Mit einer Eigenproduktion, die die Grenzen des konventionellen Theaters überschreitet und zum Denken anregt, begeistert das Oberstufentheater des Hans-Leinberger-Gymnasium das Publikum.
“Wir sind es, die die Mittel, die Freiheiten und die Zeit dafür haben [einen kleinen Schritt zu mehr Gerechtigkeit zu machen]. Und deshalb ist es an uns, zu träumen und unseren Träumen Taten folgen zu lassen“, schreibt die Schülerin Miriam Reichart im Programm der Aufführung, das Gedanken der Schülerinnen und Schüler sowohl zur Form, Idee und Inhalt des Stücks, sowie ein Zitat der nigerianischen Schriftstellerin Chimamanda Ngozi Adichie und den Text des John Lennon Songs „Imagine“ enthält.
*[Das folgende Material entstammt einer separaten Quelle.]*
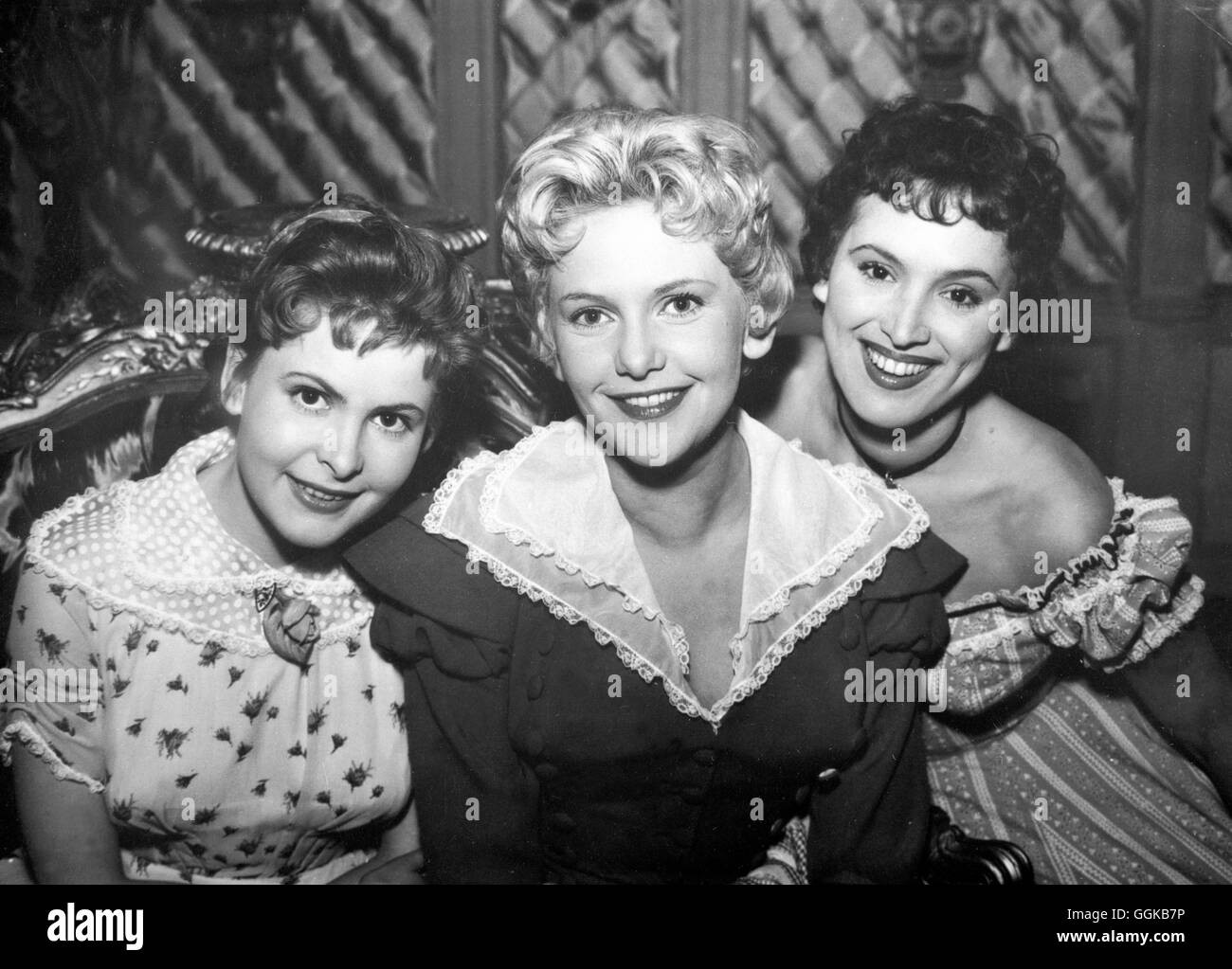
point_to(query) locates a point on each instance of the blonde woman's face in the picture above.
(907, 307)
(649, 329)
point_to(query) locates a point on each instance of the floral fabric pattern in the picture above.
(229, 742)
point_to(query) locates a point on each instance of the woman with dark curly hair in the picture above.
(934, 221)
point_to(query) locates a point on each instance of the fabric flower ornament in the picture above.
(290, 624)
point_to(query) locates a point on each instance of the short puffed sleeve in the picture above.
(1126, 595)
(54, 702)
(870, 821)
(1114, 604)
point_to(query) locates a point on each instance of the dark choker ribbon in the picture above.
(894, 476)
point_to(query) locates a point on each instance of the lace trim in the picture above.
(857, 480)
(989, 639)
(196, 633)
(24, 730)
(647, 670)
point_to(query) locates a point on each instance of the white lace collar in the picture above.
(156, 548)
(543, 518)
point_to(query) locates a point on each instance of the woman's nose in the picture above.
(340, 450)
(904, 320)
(637, 353)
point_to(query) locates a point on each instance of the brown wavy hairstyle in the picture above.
(935, 158)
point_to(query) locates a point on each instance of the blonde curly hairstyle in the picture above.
(701, 173)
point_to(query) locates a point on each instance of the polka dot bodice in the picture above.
(216, 756)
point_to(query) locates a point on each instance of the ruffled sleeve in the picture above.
(57, 702)
(869, 822)
(451, 627)
(1115, 603)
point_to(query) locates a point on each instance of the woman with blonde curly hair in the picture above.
(626, 639)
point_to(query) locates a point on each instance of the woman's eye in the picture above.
(308, 398)
(393, 422)
(588, 316)
(964, 296)
(682, 303)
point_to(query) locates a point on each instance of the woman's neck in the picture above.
(677, 505)
(902, 451)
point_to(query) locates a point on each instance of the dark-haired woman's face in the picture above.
(325, 439)
(907, 309)
(651, 331)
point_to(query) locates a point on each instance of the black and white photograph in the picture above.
(639, 442)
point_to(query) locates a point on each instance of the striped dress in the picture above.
(1070, 771)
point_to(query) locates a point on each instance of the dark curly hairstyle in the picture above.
(939, 155)
(358, 263)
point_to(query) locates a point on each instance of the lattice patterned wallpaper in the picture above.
(353, 106)
(554, 63)
(826, 62)
(1220, 230)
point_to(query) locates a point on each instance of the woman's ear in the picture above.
(547, 346)
(233, 383)
(758, 332)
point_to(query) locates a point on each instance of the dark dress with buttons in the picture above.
(538, 756)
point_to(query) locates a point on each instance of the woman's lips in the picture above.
(651, 406)
(318, 500)
(895, 370)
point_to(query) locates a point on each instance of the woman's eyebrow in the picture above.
(587, 296)
(950, 275)
(680, 284)
(324, 385)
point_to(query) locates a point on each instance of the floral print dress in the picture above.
(243, 726)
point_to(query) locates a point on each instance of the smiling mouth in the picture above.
(651, 406)
(320, 499)
(896, 372)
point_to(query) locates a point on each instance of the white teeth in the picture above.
(653, 401)
(895, 368)
(320, 495)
Die so beim Publikum geweckte Neugier wird mit einer Performance gestillt, wie sie zuvor noch nie gesehen wurde. Um eine Arenabühne herum werden die Zuschauer von reinen Betrachtern des Geschehens zu Teilen desselben. So sprechen die Schauspieler sie direkt an oder reichen ihnen Requisiten, die „sicher bis zum Ende des Stücks verwahrt werden“ sollten. Die zahlreichen choreographischen Elemente, die im Zusammenspiel mit Licht, Musik und wenigen aber immer passenden Worten beeindrucken, lassen die von vier sich nie einig werdenden Göttern erschaffenen Kreaturen lebendig aber trotzdem irgendwie apathisch wirken. Man denkt nach: Spiegeln diese lebendigen Marionetten der Götter tatsächlich auch unser eigenes Verhalten wider?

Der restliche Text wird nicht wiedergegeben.